If that is how you read it, then my words weren’t clear.
Perhaps you read it that way because my statement that characters in an imagined space don’t experience temporal continuity. That is my position because (as I put in a previous post), the volitional force of the imagined space (us at the table and the table time we allocate to the imagined space and the characters in it) invest them with only about 30 % (at best) of their “lives” with “online” (table time) activity. Outside of that, they’re “offline.”
That 70 % that is elided is only back-filled when prompted (by some participant at the table or the system itself). This is why I invoked Rosencrantz and Guildenstern are Dead and the 4th Wall.
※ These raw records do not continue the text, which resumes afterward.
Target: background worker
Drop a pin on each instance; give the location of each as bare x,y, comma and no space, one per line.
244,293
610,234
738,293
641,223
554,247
Now these characters don’t suddenly “experience” yesterday’s events for the first time today when we’re backfilling the elided time. So this isn’t some blip on the temporal continuity through line of their (imagined) “lives” (because there is no through line). We at the table experience it now. They in the shared imagined space don’t know the difference (because they have neither cognition, nor volition, nor do they experience temporal continuity or any other kind of continuity). They’re game pieces in an imagined space given onscreen time and “life” only when we care to give it to them (and they lose it when we take it fro them; eg elide the generous portion of their “life”) in order to facilitate the play of an RPG.
Now this doesn’t mean we can’t imagine their offscreen “life” isn’t filled with all manner of typical mundane and atypical interesting elements of orthodox living. But that is just imagining it. It only becomes “real” when it’s relevant to play and we devote table time to it.